Mesdames et Messieurs les ministres, Excellences et chers représentants de la société civile biélorusse

La France soutient les aspirations du peuple biélorusse à la liberté, à la souveraineté et au respect de ses droits fondamentaux. Les protestations en Biélorussie ne sont pas d’ordre géopolitique. Elles portent sur le droit que possèdent les individus d’élire librement leur dirigeant. De telles protestations ne peuvent être réduites au silence par l’usage de la violence et de la répression.

La France condamne donc la violence exercée contre les manifestants pacifiques suite à l’élection présidentielle contestée du 9 août en Biélorussie. Les rapports de violations des droits de l’Homme, recueillis par le rapporteur spécial sur la Biélorussie, incluant la torture, les mauvais traitements et les disparitions forcées sont particulièrement préoccupants. L’ensemble des prisonniers politiques et des manifestants pacifiques arrêtés en lien avec les protestations doivent être libérés sans condition et immédiatement. Nous attendons une enquête complète et transparente sur toutes les allégations d’abus. L’OSCE, et plus particulièrement le Bureau des institutions démocratiques et des droits de l’Homme détient la légitimité et l’expertise pour enquêter. Les mesures arbitraires prises à l’encontre des journalistes et des travailleurs des médias mettent en danger la liberté de la presse et doivent être suspendues. Ces mesures répressives n’aideront pas à résoudre la crise actuelle.

L’Union européenne a clairement exprimé sa position au regard de ces élections qui n’ont été ni libres ni justes et qui n’ont pas respecté les normes internationales. L’Union européenne a décidé d’imposer des sanctions à un certain nombre de hauts fonctionnaires directement responsables de fraude électorale, de violence et de répression. De surcroît, la Commission allouera 53 millions d’euros dans le cadre de l’instrument de voisinage et de partenariat européen afin de soutenir le peuple bélarussien.

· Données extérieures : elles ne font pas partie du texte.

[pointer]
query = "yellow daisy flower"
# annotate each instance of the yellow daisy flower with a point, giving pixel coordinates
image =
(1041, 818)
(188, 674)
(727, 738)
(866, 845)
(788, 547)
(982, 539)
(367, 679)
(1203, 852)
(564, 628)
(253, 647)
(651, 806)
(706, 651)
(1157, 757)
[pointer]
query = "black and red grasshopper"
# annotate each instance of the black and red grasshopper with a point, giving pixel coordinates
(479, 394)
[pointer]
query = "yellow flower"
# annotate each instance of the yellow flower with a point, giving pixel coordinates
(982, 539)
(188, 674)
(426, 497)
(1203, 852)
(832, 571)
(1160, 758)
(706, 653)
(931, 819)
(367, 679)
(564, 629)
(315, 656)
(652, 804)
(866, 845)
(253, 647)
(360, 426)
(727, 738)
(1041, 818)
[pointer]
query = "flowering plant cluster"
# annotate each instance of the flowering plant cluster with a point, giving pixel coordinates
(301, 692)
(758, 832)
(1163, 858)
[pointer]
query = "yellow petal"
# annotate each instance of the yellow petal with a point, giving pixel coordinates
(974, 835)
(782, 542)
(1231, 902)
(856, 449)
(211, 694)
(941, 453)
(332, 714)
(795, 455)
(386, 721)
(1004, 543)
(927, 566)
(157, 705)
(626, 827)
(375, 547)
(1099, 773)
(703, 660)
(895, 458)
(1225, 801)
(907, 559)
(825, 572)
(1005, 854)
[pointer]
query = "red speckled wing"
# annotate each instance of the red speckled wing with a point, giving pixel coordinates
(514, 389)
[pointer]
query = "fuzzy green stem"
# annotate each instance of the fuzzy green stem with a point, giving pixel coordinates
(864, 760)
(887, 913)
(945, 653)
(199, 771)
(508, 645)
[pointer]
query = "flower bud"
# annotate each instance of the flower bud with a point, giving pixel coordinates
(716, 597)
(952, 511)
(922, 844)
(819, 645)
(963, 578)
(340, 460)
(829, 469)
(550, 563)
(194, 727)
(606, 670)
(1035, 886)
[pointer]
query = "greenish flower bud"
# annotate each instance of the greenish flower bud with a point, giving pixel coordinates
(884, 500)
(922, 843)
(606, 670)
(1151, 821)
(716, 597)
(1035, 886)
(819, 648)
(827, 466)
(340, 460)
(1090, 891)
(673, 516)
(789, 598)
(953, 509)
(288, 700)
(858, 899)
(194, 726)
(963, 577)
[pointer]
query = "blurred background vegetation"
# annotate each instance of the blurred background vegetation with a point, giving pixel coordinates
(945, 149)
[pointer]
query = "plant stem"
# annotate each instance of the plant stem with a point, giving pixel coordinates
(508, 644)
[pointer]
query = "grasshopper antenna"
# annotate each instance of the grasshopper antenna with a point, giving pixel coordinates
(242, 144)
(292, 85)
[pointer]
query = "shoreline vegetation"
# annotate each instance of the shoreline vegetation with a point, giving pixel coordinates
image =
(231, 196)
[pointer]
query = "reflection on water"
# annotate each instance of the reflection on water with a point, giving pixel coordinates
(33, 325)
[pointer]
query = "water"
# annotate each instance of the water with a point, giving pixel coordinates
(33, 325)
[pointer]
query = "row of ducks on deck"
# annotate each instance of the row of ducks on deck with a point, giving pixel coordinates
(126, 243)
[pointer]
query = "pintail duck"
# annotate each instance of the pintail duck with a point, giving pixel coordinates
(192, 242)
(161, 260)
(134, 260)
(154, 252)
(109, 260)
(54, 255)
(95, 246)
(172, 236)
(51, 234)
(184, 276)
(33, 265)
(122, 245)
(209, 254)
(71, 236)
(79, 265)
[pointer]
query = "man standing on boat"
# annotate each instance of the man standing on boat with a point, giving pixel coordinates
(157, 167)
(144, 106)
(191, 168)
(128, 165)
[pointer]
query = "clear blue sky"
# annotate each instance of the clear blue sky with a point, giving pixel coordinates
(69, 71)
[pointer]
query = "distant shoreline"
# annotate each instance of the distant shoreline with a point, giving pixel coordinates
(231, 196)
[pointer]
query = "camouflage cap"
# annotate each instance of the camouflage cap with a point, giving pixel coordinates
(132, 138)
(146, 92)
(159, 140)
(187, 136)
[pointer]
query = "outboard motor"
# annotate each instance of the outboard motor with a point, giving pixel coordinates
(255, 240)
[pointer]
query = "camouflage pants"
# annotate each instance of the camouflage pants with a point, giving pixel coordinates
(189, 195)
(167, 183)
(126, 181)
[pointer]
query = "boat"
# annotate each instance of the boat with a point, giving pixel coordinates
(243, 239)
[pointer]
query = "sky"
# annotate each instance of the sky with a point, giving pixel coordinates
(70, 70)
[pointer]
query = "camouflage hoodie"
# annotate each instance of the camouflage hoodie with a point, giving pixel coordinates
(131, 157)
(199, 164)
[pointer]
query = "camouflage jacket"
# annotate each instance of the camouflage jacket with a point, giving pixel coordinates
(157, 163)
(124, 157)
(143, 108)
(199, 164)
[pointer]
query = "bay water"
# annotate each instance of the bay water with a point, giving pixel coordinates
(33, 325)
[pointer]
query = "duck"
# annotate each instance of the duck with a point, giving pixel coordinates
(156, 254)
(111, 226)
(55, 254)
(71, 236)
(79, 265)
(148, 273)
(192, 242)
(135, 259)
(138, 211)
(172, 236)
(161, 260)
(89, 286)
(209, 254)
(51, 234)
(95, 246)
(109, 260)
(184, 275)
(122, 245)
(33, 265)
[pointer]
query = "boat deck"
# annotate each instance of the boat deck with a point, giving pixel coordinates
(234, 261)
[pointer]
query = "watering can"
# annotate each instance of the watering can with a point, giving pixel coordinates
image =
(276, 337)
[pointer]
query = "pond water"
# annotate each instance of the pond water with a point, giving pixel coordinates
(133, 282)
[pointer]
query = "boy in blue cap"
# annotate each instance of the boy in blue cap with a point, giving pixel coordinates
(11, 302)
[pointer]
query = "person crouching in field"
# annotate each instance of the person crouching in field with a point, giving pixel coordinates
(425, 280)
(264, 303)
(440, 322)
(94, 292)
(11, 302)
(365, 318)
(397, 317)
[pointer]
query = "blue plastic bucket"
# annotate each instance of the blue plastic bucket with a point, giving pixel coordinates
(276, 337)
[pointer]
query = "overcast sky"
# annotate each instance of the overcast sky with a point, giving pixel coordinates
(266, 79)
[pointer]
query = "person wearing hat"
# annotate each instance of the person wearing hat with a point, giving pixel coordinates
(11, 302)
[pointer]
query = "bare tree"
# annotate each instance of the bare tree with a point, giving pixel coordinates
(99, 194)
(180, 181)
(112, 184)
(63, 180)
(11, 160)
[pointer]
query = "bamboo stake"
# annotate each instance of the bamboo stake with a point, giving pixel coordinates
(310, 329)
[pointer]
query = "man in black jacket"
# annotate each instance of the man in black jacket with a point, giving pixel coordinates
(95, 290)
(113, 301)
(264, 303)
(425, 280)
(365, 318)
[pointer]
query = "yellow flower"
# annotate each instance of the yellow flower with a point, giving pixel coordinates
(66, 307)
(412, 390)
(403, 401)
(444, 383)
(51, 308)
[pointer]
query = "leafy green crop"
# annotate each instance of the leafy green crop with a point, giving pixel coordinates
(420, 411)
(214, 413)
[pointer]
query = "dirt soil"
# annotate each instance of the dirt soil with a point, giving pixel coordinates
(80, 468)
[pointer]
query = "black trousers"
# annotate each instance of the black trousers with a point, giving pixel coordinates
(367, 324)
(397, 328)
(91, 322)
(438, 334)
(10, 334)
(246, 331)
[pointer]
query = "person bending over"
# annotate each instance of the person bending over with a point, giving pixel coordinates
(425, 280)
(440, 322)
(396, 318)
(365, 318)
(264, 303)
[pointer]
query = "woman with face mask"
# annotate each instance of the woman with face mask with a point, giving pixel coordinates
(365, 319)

Les violations des droits de l’Homme en Biélorussie sont en grande partie liées à la crise politique actuelle. Cette crise ne peut être résolue que d’une façon qui respecte les principes démocratiques et les libertés et droits fondamentaux. La Biélorussie étant un membre de l’OSCE, nous pensons qu’elle devrait se conformer aux standards de l’OSCE et nous pensons que la proposition de la présidence en exercice de se rendre sur place et de faciliter le dialogue devrait être acceptée par les autorités.

La France restera mobilisée, aux côtés de ses partenaires, afin de trouver une solution pacifique à cette crise.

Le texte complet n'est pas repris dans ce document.